El Shitatrio

Just when you thought it couldn’t get worse.

This spawn of Satan is a result of BMW throwing its marketing money at people with beards and tight pants.  BMW, are you really this desperate to take a market share from the Bonneville?  I mean I’ll give you credit, the R Nine T isn’t quite as retro as the Bonnie, but then again I get it, German “retro” carries some extra baggage with it.

BMW gave these retards a brand new bike to customize, and what resulted is similar to the last time Germans supported awful people in Spain.  This bike started out as a brand new motorcycle.  Now it looks like a shopping cart fucked a catfish.




This one is so heinous that even the comments of BikeExif are turning on it.  The [only?] defense seems to be “well they got you talking about it, that means they’re doing something right.”  This sentiment infuriates me to no end.  You know what else got people talking?  9/11 you cunts.

Not satisfied with their 110hp Piggly Wiggly cart, the artists added what you’d obviously add to this bike when making a vimeo of it.  A lazy and disinterested man beheading a chicken and proudly displaying its dying head to the camera.  Thus intimately dramatizing their “quest to create an impact on the observer and this does not necessary mean to please their eyes with easy indulgent proposals.”  I’d like you all to ponder any possible connections to fascism again at this point, please.

54 thoughts on “El Shitatrio

  1. not believing it…this shit is a joke. No way it is real.
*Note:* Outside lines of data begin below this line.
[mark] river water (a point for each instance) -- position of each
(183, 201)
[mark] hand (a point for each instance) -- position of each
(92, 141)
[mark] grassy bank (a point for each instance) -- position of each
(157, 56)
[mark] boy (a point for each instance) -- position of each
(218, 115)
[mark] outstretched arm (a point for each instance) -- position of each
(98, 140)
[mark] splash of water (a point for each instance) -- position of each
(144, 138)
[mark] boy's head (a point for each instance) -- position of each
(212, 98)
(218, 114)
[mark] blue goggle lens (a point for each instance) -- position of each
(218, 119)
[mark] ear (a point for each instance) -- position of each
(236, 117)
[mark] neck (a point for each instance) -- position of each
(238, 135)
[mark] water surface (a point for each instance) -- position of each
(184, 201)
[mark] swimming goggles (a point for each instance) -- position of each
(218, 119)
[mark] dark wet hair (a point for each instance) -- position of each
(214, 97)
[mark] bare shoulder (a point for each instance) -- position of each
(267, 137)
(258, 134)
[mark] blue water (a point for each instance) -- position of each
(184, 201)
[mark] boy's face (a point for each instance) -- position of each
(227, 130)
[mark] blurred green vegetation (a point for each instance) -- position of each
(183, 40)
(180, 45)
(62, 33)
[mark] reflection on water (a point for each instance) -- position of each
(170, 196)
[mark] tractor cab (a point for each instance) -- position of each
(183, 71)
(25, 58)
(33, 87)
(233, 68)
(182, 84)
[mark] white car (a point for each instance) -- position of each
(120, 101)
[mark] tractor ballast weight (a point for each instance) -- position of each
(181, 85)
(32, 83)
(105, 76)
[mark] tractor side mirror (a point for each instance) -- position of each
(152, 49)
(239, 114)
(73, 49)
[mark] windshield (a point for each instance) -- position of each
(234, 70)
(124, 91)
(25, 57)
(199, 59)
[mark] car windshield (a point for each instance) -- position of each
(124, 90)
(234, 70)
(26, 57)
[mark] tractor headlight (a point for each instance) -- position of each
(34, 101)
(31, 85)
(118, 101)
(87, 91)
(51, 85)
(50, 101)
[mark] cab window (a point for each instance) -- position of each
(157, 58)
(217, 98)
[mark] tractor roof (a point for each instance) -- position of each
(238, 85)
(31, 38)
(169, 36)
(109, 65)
If so this is worse than some of the “choppers” I have seen of late

  2. Why the chicken…really? Does BMW enjoy getting trashed for shit marketing AND inflaming PETA? “Let’s make a video, nay a film, where we get some douchewagon to ruin our product AND kill an animal for shock value.” “Yes! That will trend wonderfully.” I can see them twirling their artfully manicured mustaches now. Fuck. This.

  3. Every fad dies – when the necropsy is done on the junkustom bike craze, this will be the fatal tumor – just have to wait for the noises and twitching (AKA blogger hype/marketing) to stop first.

    oh yes – I’ll bet this model disappears from the line very quickly…

    • As Tyler Durden said in Fight Club “I wanted to destroy something beautiful” BTW the pre sales for the R nine T are very good , waiting lists as long as your arm worldwide. keep up the good work Mr nasty

  4. the warning at the beginning. you guys added that? or… they did?? it’s original to the video? they warn the public of seeing upcoming shit and not everybody may handle that? they are RIGHT, i almost didn’t handle that! my wife is still throwing water at me while I’m shaking under the table from the shock and scratching the word ‘why’ into the wood floor with my nails. oh i didnt mention, i’m crying blood

    • Didn’t you learn anything from the video? Clearly you should be scratching those words with a tattoo gun instead.

  5. I would love to hear the honest opinion of the engineers at BMW about El Solitario’s “artistic” “approach” with this.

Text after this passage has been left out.